Using Options to Predict Stock Movement - Trade Stocks

Using Options to Predict Stock Movement

By Fri, Feb 19, 2021

If you have ever wondered how to predict stock movement in response to an earnings announcement, here’s a neat little trick. To use it, we need to go to the options market.

There is a strategy called a short straddle. It is created by selling a call and a put with the same strike price. It looks like this:

Source: TD Ameritrade

Source: TD Ameritrade

To estimate the option market’s expected range, place the strike price of the straddle at the same price as the current stock price (at-the-money), or close to it, and add the premiums. Add the sum to the strike price of the call and subtract it from the strike price of the put. These are the stock prices where the straddle breaks even at expiration.

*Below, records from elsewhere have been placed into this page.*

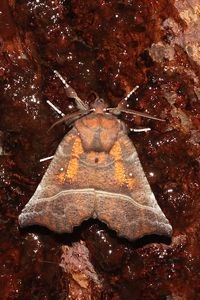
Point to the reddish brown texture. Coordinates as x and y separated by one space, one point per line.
107 47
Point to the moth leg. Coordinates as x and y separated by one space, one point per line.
120 175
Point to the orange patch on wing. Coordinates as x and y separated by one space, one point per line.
73 165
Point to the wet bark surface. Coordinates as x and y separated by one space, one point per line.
108 47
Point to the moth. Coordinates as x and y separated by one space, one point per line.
96 173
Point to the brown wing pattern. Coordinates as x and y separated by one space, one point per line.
111 187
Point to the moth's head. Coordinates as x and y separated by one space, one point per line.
99 105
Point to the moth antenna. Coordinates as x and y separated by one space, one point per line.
46 158
117 111
140 129
55 108
68 119
71 92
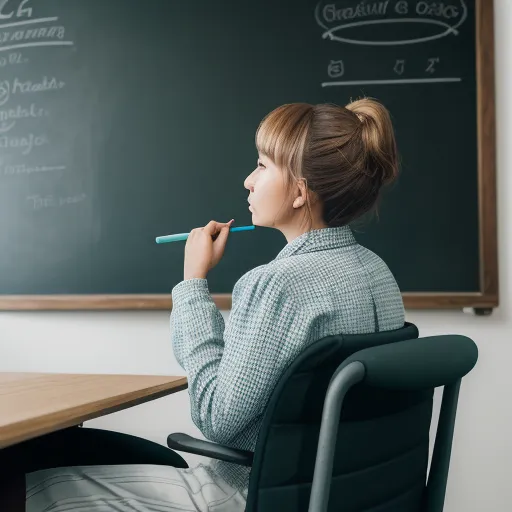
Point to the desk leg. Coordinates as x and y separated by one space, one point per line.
12 493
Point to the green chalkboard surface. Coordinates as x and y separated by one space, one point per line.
123 120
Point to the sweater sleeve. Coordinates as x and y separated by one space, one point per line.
231 371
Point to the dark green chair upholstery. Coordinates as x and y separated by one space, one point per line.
347 426
77 446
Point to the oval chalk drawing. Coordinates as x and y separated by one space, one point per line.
333 28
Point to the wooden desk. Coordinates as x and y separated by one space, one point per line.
34 404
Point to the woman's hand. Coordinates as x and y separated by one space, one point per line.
204 249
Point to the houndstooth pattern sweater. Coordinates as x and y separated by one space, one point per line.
320 284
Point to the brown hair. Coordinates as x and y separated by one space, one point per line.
345 154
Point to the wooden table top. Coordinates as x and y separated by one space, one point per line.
34 404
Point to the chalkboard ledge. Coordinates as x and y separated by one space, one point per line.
222 301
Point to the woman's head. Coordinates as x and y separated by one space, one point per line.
324 164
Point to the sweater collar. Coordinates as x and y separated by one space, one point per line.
319 240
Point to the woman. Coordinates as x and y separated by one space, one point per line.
320 168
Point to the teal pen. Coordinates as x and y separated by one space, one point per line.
178 237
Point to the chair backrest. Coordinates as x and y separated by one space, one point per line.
382 444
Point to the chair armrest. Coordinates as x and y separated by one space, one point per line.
419 363
185 443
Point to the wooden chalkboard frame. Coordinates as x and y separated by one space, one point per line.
482 301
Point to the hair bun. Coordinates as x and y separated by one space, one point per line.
378 138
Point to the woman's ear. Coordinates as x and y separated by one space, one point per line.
302 194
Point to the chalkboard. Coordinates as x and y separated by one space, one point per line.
123 120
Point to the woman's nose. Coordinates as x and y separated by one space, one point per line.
249 182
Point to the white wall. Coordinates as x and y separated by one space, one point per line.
131 342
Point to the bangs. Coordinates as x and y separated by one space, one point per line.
282 135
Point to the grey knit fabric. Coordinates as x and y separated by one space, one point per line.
320 284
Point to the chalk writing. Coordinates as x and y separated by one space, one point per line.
332 13
334 18
399 67
11 59
47 84
19 87
38 202
55 32
24 170
336 68
431 64
8 117
440 9
7 12
25 143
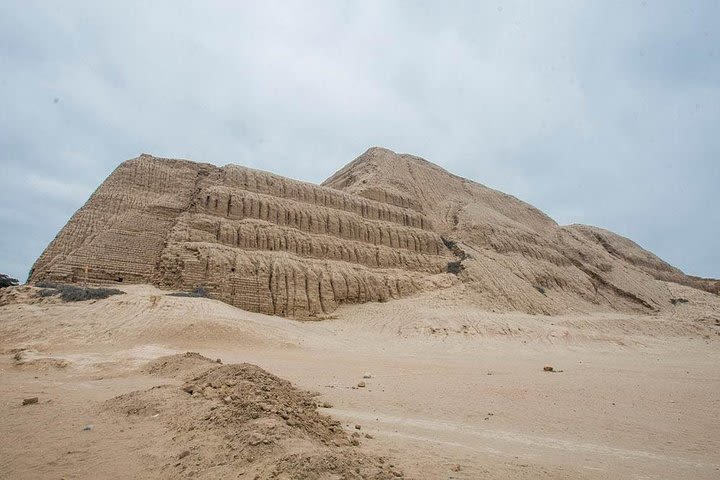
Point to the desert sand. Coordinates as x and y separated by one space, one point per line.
397 321
454 391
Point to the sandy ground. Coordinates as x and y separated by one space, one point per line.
453 392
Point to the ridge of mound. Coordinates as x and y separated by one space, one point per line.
385 226
239 419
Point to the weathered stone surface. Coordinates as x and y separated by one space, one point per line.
385 226
253 239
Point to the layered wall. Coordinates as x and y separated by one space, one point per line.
384 226
256 240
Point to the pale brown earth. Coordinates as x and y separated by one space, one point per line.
462 331
384 227
454 391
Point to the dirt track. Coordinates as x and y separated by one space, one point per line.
454 392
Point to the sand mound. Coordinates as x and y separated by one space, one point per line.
179 366
244 421
385 226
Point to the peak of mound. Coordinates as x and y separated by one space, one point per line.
243 421
386 225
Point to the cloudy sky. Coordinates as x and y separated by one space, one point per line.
605 112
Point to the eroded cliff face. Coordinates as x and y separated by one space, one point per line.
513 256
256 240
385 226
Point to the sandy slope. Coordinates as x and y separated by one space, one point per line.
454 392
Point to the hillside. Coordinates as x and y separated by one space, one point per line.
383 227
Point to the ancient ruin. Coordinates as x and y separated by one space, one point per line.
385 226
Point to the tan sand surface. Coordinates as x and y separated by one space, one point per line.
453 391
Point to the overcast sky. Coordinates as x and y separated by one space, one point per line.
605 113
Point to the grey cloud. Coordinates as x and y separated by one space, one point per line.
601 112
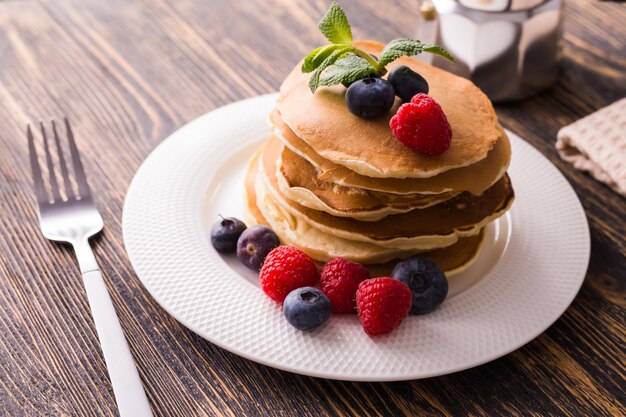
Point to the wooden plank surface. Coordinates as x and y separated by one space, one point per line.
128 73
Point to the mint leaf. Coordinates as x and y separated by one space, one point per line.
408 47
330 60
346 70
317 56
334 25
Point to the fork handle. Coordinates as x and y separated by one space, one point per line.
127 387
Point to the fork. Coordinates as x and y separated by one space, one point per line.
74 219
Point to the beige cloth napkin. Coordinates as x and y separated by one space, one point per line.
597 144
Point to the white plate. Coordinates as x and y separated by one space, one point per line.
527 275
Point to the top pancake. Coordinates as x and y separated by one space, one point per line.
369 147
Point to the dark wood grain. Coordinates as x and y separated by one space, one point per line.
128 73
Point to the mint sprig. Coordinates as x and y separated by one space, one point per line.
334 25
409 47
343 63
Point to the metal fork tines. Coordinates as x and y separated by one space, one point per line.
68 214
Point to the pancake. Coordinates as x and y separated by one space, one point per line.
322 247
424 229
297 181
368 147
475 178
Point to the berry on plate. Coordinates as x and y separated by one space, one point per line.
224 234
421 125
382 304
426 280
407 83
370 98
285 269
339 280
254 244
307 308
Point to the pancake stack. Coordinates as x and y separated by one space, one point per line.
334 184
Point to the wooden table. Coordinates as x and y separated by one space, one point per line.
130 72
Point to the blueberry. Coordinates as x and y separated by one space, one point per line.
347 85
224 234
426 281
370 98
407 83
254 244
307 308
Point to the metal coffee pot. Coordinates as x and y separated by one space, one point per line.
509 48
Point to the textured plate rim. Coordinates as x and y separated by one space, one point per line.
131 240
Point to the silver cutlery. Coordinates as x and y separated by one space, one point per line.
74 218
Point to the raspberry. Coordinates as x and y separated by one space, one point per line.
339 281
421 125
285 269
382 304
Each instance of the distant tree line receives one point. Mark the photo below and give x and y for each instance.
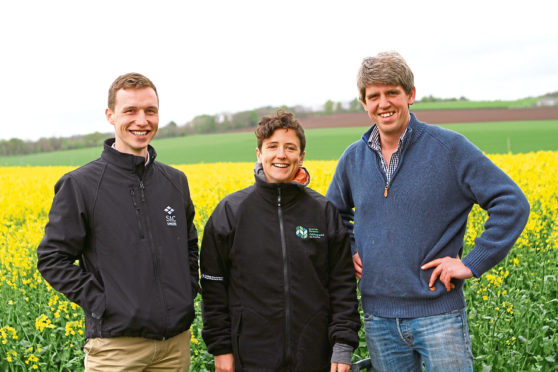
(202, 124)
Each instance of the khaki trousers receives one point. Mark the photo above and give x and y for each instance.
(137, 354)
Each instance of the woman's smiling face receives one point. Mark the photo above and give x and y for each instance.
(280, 156)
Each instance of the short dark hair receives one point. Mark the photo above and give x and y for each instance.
(282, 119)
(131, 80)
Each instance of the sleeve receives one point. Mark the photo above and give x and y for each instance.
(339, 193)
(64, 243)
(345, 319)
(494, 191)
(214, 265)
(193, 249)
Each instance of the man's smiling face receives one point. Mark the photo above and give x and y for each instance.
(388, 107)
(135, 118)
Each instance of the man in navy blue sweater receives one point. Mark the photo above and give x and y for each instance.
(412, 186)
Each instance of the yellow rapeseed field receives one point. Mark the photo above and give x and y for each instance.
(513, 309)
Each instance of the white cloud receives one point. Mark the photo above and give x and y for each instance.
(60, 57)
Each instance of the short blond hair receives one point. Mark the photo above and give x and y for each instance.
(385, 68)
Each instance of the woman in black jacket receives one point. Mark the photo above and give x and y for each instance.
(278, 286)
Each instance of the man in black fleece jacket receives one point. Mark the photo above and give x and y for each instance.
(278, 288)
(128, 220)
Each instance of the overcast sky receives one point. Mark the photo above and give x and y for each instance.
(58, 58)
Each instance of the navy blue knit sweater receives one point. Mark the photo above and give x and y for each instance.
(440, 176)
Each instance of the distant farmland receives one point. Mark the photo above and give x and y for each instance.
(329, 135)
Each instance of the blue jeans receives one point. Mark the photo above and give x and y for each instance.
(439, 342)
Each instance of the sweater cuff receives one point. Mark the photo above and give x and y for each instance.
(341, 353)
(473, 271)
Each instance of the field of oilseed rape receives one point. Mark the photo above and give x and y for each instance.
(513, 309)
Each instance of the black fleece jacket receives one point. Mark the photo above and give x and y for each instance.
(131, 228)
(278, 283)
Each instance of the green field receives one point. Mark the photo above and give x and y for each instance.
(322, 144)
(457, 105)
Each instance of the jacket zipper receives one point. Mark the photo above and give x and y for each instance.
(285, 279)
(155, 259)
(138, 213)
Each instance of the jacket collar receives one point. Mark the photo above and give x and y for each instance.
(289, 191)
(129, 162)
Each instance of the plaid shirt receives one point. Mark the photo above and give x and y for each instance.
(374, 144)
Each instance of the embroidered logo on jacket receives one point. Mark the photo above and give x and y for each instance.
(302, 232)
(308, 233)
(170, 218)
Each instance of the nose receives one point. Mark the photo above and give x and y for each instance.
(281, 152)
(141, 118)
(384, 101)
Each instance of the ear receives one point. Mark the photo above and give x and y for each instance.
(412, 95)
(301, 158)
(109, 115)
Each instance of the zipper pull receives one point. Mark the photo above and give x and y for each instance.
(142, 188)
(133, 198)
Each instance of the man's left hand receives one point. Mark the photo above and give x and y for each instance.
(340, 367)
(446, 269)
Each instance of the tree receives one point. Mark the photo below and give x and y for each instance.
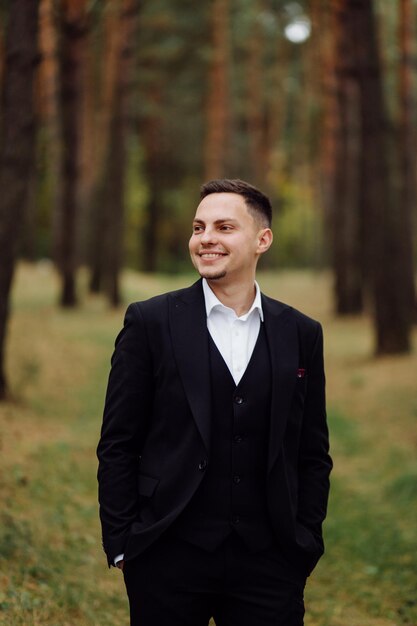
(387, 254)
(407, 146)
(17, 147)
(114, 204)
(74, 29)
(218, 97)
(345, 215)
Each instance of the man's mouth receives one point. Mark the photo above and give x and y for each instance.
(211, 255)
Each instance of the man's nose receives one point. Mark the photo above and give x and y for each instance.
(208, 236)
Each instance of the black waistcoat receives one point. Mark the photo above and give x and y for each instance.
(232, 495)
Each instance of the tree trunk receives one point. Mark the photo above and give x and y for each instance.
(17, 147)
(102, 122)
(345, 217)
(387, 253)
(74, 29)
(117, 157)
(49, 92)
(407, 146)
(256, 109)
(218, 98)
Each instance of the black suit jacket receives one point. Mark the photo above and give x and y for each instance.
(155, 440)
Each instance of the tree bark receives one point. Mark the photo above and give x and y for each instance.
(387, 253)
(407, 146)
(345, 216)
(117, 156)
(218, 97)
(17, 147)
(74, 28)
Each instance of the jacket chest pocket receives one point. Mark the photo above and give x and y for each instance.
(147, 485)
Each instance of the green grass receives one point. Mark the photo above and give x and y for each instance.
(52, 569)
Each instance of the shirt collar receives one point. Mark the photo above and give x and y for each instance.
(212, 301)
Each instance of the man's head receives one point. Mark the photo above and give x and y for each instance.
(258, 204)
(230, 231)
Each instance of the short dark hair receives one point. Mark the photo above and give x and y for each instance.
(257, 202)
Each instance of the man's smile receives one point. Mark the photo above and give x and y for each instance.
(211, 255)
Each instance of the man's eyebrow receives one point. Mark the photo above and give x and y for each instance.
(220, 221)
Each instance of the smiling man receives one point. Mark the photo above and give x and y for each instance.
(213, 457)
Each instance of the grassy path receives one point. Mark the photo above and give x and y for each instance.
(52, 570)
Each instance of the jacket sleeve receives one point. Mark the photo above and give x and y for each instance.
(314, 464)
(125, 422)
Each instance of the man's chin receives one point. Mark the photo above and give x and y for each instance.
(213, 275)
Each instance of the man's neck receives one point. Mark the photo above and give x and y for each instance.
(238, 297)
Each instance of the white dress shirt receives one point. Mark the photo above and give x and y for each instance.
(235, 337)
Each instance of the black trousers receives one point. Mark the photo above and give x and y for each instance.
(174, 583)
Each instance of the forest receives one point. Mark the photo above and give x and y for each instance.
(112, 115)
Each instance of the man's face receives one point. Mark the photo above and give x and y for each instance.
(226, 241)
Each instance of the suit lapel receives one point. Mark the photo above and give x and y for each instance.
(281, 331)
(190, 342)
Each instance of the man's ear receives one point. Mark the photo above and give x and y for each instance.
(265, 238)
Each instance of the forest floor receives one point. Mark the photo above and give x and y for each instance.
(52, 569)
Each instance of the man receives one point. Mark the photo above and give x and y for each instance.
(214, 466)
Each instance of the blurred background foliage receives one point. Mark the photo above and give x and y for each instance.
(114, 112)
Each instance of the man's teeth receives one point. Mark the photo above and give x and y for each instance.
(210, 255)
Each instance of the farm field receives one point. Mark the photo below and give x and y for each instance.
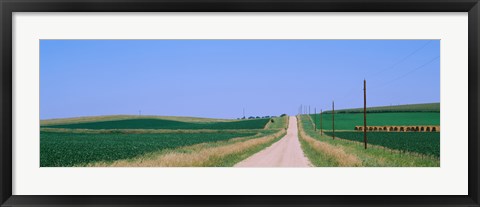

For example, with a stock trading at $100, the 30-day $100 call and put are each trading at $4.00. The straddle is priced at $8.00, with breakevens of $92 and $108. This is telling us that the option market expects the stock to ‘most likely’ be between $92 and $108 come option expiration.

Why is this a reasonable ‘guesstimate’ of the price range of the stock? Let me ask you this – “Would a professional trader sell a straddle if he thought the stock would move further than the breakeven prices?” Probably not.

This shortcut is especially useful around earnings announcements. By observing the prices of the at-the-money call and put, for the expiration closest to earnings, a trader can get a feel for how far the option market believes the stock is most likely to move in response to the announcement. This could be an aide to a trader who is trying to decide how to play the stock, e.g. which option to buy.

Remember, this is only statistically what is “most likely.” There is always some probability that the stock will move beyond the range established by the straddle.

P.S. The short straddle as a trading strategy is extremely risky. You take on unlimited risk – if the stock moves far beyond either breakeven, your losses can be substantial.